It's been three weeks since I've attempted to sit through a whole Chicago Cubs game.
Sure, I skimmed through game recaps and trade possibilities, but I could barely finish those, either.
Tom Ricketts must have had the same sick feeling in his stomach because he couldn't even wait until the end of the season to fire Jim Hendry, the now-former Cubs general manager.
It's an odd feeling, change. At least in Chicago.
Right when you get excited, you remember it's been over 100 years since the Cub's last World Series victory, and surely lots of changes were made over that span.
We've run out of excuses, Cub fans. The curse of the billy goat, the black cat, the “Bartman ball”—now Hendry is playing the role of scapegoat (and, perhaps, rightfully so).
Hindsight's bias brings down harsh judgement in sports. No one is safe: athletes, coaches, general managers, even owners.
Milton Bradley? Wrong move. Alfonso Soriano? Right move, if it had only been a two-year contract. Greg Maddux? Right move. Mark DeRosa? Right move. Letting Mark DeRosa go? Terrible move.
The list can go on.
Hendry's tenure with the Cubs is somewhat reminiscent of Kyle Farnsworth's: You never knew what to expect.

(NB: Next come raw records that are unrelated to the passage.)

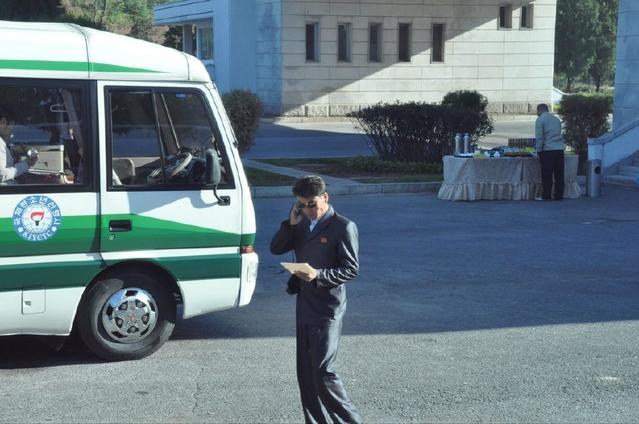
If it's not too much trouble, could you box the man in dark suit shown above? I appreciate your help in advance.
[270,175,362,424]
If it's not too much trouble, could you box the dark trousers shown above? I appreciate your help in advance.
[539,150,565,200]
[296,320,362,424]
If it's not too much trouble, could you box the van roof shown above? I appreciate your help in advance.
[0,20,211,83]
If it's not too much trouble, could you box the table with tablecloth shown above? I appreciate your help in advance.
[437,155,581,201]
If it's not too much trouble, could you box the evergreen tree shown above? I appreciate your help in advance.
[0,0,64,20]
[589,0,618,91]
[555,0,599,92]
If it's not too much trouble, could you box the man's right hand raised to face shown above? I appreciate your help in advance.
[289,203,303,226]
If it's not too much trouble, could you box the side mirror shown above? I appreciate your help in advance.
[205,149,221,186]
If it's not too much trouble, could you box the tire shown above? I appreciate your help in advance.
[77,271,176,361]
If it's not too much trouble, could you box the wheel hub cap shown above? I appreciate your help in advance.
[101,288,158,343]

He had his jump-for-joy days, and he had his excruciatingly painful days.
Nonetheless, it was the right time for change. New ownership, new direction.

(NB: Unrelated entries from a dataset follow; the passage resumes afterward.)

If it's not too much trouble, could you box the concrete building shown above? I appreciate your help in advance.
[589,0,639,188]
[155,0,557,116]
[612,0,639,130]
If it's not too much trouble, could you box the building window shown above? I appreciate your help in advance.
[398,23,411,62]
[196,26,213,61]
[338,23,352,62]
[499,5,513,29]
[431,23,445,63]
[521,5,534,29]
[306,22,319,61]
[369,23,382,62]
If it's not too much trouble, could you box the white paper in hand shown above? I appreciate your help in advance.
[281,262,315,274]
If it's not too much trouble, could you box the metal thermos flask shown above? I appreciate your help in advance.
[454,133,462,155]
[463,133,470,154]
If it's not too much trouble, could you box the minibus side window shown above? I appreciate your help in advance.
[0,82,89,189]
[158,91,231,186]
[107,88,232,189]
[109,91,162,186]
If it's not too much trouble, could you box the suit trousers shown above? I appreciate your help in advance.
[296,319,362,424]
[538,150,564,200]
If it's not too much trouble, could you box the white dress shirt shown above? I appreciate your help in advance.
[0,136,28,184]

But I want to take a moment to thank Jim Hendry for the most exciting years to be a Cubs fan in my lifetime. I will never forget the magic of the 2003 season. The meltdown...it hurt. Any Cub fan will tell you that.
But there was never a better time to be at a Wrigley Field night game; never a more exciting time for Cubs fans to stand as one during the top of the ninth, cheering for the last three outs of a Cubbie win, not to mention the traveling entourage that was Cubs Nation.
The overwhelming crowd of Chicagoans in Atlanta against the Braves in first round of the 2003 playoffs, chopping their Cub hats like the Atlanta Axe, chanting and singing as though it were a home game, is the single greatest sports memory I have.
The swiftness of how that '03 team was put together at the end of the year was beautiful to watch.
The additions of Aramis Ramirez, Kenny Lofton, and (my personal favorite Cub of all time) Randal Simon turned the Cubs into serious contenders.
Oh, nostalgia. The goosebumps you give are warm and painful.
My generation of 20-year-old Cubs fans doesn't have much to be nostalgic about other than the 2003 postseason.
The 2008 season is another moment about which Cubs fans will always wonder “what if,” but getting swept as a No. 1 seed has turned that season into a Voldemort.
We do not mention it.
Jim Hendry made questionable moves, but he was responsible for the best years I've had as a Cubs fan, so for that I thank you, Mr. Hendry.
But now it's time for change. For better or worse.